Chief Encounters: John Macmillan, Eric Liddell Centre


John Macmillan, chief executive of the Eric Liddell Centre, likes to take to the piste when he's not watching Game of Thrones  

19th July 2017 by TFN 0 Comments

What makes a good day at work?

I try to get out of my office and walk around the Centre whenever possible.  A highlight for me is a visit to our dementia day care to meet our clients and see first-hand how much they enjoy their time with us.  A regular visit to the café for some home-baking is also a treat.

How many hours do you normally work in a week?

Too many! I do try to manage the workload and find that a flexible approach helps, with sometime in the gym to keep me active.

What do you procrastinate over?

The ongoing preparation for various board meetings and subcommittee reports is something I could do better – I think I’m getting there however.

What turns you into the office Victor Meldrew?

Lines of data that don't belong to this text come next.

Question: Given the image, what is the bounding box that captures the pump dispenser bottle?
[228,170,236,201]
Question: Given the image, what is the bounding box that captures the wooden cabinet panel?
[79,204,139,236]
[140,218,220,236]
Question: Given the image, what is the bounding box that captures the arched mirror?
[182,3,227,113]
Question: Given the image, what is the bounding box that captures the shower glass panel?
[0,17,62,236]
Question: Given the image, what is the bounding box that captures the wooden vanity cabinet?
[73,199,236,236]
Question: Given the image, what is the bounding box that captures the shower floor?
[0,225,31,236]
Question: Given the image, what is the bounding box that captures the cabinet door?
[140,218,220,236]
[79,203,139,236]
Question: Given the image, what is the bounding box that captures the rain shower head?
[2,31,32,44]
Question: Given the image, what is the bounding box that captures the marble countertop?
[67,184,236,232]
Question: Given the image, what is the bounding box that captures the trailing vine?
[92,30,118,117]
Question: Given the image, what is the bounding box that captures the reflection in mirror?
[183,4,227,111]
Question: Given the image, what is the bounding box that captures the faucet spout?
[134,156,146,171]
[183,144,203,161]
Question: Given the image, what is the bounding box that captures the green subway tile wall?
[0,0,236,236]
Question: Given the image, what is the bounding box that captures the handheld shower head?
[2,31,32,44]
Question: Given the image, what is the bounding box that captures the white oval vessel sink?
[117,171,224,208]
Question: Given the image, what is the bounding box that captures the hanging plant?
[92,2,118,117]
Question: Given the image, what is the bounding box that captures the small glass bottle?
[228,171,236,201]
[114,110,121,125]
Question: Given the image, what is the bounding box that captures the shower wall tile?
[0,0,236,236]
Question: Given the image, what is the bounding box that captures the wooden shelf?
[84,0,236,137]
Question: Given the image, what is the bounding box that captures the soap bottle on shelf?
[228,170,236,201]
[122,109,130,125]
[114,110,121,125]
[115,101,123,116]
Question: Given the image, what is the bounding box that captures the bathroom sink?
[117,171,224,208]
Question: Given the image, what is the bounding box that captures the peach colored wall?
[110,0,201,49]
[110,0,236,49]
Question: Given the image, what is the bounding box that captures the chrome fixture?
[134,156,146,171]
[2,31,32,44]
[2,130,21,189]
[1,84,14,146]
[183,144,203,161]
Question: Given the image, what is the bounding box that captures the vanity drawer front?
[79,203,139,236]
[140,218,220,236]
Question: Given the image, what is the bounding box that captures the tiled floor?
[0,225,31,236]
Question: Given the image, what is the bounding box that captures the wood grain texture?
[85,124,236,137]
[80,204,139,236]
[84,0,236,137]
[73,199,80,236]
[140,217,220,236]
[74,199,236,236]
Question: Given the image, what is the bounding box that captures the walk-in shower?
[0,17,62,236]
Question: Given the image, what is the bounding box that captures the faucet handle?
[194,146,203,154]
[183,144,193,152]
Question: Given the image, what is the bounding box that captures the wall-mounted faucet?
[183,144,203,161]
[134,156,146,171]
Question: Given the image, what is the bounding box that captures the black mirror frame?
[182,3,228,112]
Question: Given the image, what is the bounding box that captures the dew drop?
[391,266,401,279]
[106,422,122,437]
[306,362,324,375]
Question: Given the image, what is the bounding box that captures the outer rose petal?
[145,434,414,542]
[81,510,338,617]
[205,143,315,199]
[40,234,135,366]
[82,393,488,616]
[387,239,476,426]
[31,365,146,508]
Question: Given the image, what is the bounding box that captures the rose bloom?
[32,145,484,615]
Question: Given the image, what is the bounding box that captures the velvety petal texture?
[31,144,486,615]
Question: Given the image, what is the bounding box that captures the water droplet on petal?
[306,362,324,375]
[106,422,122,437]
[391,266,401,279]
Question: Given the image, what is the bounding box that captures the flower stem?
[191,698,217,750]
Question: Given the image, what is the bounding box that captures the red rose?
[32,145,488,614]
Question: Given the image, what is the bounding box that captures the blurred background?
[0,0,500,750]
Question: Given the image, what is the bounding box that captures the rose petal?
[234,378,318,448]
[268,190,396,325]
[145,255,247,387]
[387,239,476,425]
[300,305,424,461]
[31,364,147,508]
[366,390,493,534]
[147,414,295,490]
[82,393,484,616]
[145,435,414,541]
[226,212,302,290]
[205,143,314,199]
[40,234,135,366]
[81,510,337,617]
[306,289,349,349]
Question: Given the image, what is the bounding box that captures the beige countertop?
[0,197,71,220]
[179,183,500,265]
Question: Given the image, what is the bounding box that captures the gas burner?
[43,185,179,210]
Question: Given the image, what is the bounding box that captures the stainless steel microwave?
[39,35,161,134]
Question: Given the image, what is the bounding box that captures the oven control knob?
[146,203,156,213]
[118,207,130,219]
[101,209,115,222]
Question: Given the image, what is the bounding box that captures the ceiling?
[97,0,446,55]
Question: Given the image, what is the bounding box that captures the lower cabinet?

When we don’t provide our usually high customer service and indirectly give the “computer says no” answer – very rare now, but I still can’t believe it!

Is the third sector a calling or an accident?

A calling. My background is community development and I spent quite a few years in local government managing community based services including the oversight of third sector, economic and European funding. I wanted to get back to my community roots and see the positive impact of what we do. It definitely feels like I’m in the right place now.

What happens during your perfect weekend? 

Spending some time with my wife and two sons and if its winter, getting some turns in on my skis, weather permitting!

What’s your favourite film (or album)?

Chariots of Fire, of course!

Would we all be better off if charities did more in our society?

I think charities already do an incredible amount of work to support people facing various challenges.  One area that I would like to see continue to grow is volunteering. I think getting involved in the community is a key way to reduce social isolation and stay engaged.  

I have always tried to implement a no regrets approach to life

Would your 16-year-old self be impressed with where you are now?

At 16, I had already started working seriously on a music career, so I think surprised would probably sum it up!  I have always tried to implement a no regrets approach to life and after about 10 years in a variety of roles in music, I would hope to get a thumbs up. 

You’re home, fully fed with your feet up – which comes first EastEnders or emails? 

Neither – Game of Thrones!

Is this a step on the rung to success or your final destination?

I’d never say never, but I definitely feel at home at the Eric Liddell Centre.

What do you think is the main strengths of the Scottish charity sector?

Flexibility to respond quickly and effectively to the needs of local communities, national and regional challenges and providing value for money.

What does your dream retirement look like?

Some travel with my family, plenty of skiing, finally setting up that home recording studio and keeping up-to-date in the sector via some volunteering.

Brian Denis Cox or Brian Edward Cox? 

Brian Denis Cox – I really enjoy his acting and his films.